Laboratory for Neutron Scattering and Imaging, Paul Scherrer Institut (PSI) , 5232 Villigen, Switzerland.
Inorg Chem. 2015 Sep 21;54(18):9092-7. doi: 10.1021/acs.inorgchem.5b01498. Epub 2015 Sep 2.
In this work, we present a new chemical route to synthesize Tm2Mn2O7 pyrochlore, which a compound that is thermodynamically unstable at ambient pressure. Differently from the reported in the past high-pressure synthesis of the same compound applying oxides as starting materials, we have obtained a pure Tm2Mn2O7 phase by a converting TmMnO3 at 1100 °C and an oxygen pressure of 1300 bar. The studies of Tm2Mn2O7 performed by a high-resolution neutron powder diffraction have shown that a pure pyrochlore cubic phase Tm2Mn2O7 (space group Fd3¯m) have been obtained. Upon cooling below 25 K, there is a transition to a ferromagnetically (FM) ordered phase observed with an additional antiferromagnetic (AFM) canting, suggesting a lowering of the initial cubic crystal symmetry. The magnetic transition is accompanied by a small but very visible magnetostriction effect. Using symmetry analysis, we have found a solution for the AFM structure in the maximal Shubnikov subgroup I41/am'd'.
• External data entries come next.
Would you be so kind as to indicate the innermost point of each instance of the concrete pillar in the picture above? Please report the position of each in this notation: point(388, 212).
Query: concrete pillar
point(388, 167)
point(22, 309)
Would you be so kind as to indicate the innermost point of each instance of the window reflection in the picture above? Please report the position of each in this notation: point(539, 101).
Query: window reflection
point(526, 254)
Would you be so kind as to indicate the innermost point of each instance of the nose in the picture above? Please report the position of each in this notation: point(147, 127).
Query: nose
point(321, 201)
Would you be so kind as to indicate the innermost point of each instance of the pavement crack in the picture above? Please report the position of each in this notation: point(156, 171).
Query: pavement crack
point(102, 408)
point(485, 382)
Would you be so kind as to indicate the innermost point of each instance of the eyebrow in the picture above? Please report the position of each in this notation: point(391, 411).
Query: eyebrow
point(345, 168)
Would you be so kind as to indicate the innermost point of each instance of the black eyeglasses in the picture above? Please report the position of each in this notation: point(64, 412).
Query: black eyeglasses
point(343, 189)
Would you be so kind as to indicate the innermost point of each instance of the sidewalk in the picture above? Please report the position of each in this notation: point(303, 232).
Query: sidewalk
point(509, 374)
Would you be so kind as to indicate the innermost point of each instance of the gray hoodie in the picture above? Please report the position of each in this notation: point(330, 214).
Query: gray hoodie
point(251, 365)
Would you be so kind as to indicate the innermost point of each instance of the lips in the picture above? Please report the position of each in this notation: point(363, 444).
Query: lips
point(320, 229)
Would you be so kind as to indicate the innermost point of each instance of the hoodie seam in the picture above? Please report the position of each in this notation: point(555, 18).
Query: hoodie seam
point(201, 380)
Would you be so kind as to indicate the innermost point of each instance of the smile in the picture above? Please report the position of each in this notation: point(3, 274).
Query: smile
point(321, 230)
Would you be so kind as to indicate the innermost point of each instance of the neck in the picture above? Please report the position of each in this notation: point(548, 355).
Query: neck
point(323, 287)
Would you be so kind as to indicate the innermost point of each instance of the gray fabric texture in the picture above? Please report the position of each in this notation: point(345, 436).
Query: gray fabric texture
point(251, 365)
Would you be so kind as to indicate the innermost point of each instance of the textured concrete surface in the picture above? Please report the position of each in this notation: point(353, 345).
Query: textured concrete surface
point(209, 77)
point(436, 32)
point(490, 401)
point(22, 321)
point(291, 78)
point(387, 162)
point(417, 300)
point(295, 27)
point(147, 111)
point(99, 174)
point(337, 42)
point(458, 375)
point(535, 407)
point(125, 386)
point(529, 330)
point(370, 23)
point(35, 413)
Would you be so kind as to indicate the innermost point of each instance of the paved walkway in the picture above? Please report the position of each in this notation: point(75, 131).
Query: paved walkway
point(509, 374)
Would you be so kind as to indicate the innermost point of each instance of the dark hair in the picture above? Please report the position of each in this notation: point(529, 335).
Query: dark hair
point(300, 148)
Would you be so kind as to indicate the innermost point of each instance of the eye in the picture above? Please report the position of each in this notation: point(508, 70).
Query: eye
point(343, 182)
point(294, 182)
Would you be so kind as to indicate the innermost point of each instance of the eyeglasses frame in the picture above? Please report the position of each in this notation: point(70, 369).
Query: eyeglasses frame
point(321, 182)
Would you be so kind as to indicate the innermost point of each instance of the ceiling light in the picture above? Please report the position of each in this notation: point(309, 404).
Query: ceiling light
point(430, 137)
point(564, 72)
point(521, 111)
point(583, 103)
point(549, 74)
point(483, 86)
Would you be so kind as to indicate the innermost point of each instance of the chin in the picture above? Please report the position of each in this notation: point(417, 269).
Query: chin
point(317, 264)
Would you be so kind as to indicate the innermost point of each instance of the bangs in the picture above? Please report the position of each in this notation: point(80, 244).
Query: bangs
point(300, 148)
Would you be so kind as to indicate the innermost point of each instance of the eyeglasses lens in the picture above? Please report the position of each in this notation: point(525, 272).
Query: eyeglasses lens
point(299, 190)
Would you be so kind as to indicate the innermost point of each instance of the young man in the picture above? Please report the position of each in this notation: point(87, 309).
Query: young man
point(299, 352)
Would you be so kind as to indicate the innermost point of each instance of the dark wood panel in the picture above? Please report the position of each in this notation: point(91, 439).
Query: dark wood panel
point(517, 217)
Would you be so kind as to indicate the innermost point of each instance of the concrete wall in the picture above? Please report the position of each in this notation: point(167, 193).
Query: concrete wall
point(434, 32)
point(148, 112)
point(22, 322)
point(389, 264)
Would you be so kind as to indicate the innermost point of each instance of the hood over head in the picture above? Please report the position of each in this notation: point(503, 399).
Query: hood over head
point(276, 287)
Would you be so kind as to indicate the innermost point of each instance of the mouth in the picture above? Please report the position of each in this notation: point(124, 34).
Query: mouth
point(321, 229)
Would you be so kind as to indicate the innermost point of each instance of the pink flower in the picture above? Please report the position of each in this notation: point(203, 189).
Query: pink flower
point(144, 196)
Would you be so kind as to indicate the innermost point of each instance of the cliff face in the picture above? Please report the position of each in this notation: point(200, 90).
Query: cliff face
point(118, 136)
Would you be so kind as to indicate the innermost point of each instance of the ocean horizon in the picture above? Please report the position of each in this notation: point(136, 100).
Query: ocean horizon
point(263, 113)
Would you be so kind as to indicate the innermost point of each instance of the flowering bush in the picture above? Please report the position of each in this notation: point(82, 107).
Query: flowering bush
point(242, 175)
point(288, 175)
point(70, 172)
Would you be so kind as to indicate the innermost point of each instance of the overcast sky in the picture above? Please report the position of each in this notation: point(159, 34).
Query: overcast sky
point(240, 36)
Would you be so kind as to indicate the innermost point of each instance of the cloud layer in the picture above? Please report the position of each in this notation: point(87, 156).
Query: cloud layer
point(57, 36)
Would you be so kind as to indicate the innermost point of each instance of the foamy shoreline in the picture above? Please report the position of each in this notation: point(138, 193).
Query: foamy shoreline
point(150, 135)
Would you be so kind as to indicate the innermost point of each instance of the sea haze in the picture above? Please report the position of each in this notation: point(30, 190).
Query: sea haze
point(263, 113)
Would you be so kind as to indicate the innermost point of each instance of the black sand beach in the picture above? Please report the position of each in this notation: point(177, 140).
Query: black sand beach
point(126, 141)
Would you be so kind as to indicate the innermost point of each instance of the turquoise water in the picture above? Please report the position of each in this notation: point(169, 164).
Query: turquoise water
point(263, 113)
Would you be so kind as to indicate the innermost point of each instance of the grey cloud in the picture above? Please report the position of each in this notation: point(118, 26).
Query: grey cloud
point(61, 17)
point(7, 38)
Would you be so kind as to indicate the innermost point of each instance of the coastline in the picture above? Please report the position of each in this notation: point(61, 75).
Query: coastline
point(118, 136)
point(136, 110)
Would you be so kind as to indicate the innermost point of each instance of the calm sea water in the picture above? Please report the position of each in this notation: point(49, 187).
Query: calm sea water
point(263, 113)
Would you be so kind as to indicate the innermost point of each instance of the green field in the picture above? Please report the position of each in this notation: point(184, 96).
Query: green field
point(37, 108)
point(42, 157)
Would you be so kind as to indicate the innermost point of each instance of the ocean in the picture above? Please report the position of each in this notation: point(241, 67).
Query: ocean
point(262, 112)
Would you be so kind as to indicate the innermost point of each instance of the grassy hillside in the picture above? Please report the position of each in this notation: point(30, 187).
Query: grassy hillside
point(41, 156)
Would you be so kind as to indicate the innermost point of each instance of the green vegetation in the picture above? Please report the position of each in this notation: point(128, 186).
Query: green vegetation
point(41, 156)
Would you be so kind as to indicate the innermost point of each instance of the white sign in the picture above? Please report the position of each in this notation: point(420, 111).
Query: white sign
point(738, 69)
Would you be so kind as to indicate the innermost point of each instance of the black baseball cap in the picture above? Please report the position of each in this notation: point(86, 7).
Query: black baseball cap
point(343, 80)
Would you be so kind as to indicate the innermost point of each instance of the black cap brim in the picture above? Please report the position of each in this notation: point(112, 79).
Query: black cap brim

在这项工作中,我们提出了一种合成Tm2Mn2O7烧绿石的新化学路线,该化合物在常压下是热力学不稳定的。与过去报道的以氧化物为起始原料高压合成该化合物不同,我们通过在1100°C和1300巴氧气压力下将TmMnO3转化,获得了纯的Tm2Mn2O7相。通过高分辨率中子粉末衍射对Tm2Mn2O7进行的研究表明,已获得纯的烧绿石立方相Tm2Mn2O7(空间群Fd3¯m)。冷却至25 K以下时,观察到向铁磁(FM)有序相的转变,并伴有额外的反铁磁(AFM)倾斜,这表明初始立方晶体对称性降低。磁转变伴随着一个小但非常明显的磁致伸缩效应。通过对称性分析,我们在最大舒布尼科夫子群I41/am'd'中找到了AFM结构的解决方案。